Significativa è l’operazione con cui Zampedri e i suoi complici «si appropriavano della somma di 350mila euro prelevandola dalle casse dell’Unidav». Gli indagati hanno eseguito il maxi bonifico a favore di una holding maltese, la Eduworld, di cui Zampedri era socia. L’operazione è avvenuta «in forza di un contratto falso» attraverso il quale l’ateneo telematico si impegnava a pagare alla società non meglio precisate prestazioni relative «alle attività di internazionalizzazione dell’università». Scrive il giudice: «Il timbro Eduworld apposto in calce al suddetto contratto è risultato essere stato materialmente realizzato in epoca successiva al primo agosto del 2016, data del documento». Peraltro, neppure l’allora presidente Unidav Luciano Vandelli e il direttore generale Fausto Gennuso «avevano mai visto il contratto in questione, né un tale documento era presente nel registro informatico dell’ente; analogamente, non risultavano attività effettuate dalla Eduworld in favore di Unidav tali da giustificare l’importo di 350mila euro». Il contratto venne lasciato in un bar da Cilli, e poi ritirato dall’impiegata di banca che aveva seguito la pratica, «solo a distanza di tre mesi dal bonifico e solo su insistenza di quest’ultima». Il responsabile dalla comunicazione istituzionale dell’Unidav, già impiegato in una scuola gestita dalla manager toscana, ha raccontato davanti al pm: «Ricordo che Zampedri mi chiese di predisporre un timbro della Eduworld che prima non esisteva.
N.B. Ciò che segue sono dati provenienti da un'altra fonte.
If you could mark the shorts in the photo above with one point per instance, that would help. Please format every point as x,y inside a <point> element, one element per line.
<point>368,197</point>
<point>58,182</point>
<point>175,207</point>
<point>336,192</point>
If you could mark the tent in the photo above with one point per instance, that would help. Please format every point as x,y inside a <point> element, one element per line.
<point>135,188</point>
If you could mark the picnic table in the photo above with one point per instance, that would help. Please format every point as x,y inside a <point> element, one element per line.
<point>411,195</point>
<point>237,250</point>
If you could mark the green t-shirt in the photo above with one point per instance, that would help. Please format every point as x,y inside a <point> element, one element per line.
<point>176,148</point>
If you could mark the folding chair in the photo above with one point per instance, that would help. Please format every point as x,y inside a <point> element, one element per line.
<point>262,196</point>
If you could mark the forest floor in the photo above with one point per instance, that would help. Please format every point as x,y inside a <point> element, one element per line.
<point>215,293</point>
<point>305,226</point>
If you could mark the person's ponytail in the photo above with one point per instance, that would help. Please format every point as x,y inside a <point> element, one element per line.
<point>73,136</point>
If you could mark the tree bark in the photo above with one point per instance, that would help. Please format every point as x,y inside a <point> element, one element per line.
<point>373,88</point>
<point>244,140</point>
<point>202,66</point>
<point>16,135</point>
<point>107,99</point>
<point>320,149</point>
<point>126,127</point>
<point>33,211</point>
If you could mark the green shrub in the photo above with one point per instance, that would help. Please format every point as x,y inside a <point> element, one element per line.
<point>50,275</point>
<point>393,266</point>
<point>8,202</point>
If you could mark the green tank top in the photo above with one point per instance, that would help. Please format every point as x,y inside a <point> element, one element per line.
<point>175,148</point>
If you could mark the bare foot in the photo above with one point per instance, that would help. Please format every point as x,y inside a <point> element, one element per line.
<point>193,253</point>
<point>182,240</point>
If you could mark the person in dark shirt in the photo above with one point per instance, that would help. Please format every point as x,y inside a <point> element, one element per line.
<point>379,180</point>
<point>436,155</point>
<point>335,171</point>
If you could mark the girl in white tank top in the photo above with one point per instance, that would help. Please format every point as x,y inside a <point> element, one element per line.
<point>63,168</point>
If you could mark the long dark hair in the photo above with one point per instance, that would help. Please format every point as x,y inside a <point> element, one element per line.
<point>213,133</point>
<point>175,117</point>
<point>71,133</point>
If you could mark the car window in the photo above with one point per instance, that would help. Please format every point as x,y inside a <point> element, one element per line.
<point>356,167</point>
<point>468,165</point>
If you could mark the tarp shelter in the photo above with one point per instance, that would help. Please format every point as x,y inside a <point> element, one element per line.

Fui proprio io, il 6 ottobre del 2017, a inviare una mail a una litografia di Roma con allegata la versione definitiva del timbro. Timbro che venne consegnato, con fattura emessa il 23 ottobre del 2017, peraltro mai onorata». Tradotto: il documento è palesemente falso perché il primo agosto del 2016, data di sottoscrizione del contratto, quel timbro non esisteva. Ma anche la firma in calce, stando all’accusa, è farlocca. «La firma è poco leggibile e non so dire se corrisponda alla mia», ha messo a verbale l’ex presidente Vandelli. «Non mi ricordo affatto di aver sottoscritto tale documento e rilevo che tale accordo prevede un impegno di spesa a carico di una società, la Eduworld, rispetto alla quale non ricordo che Unidav avesse impegni».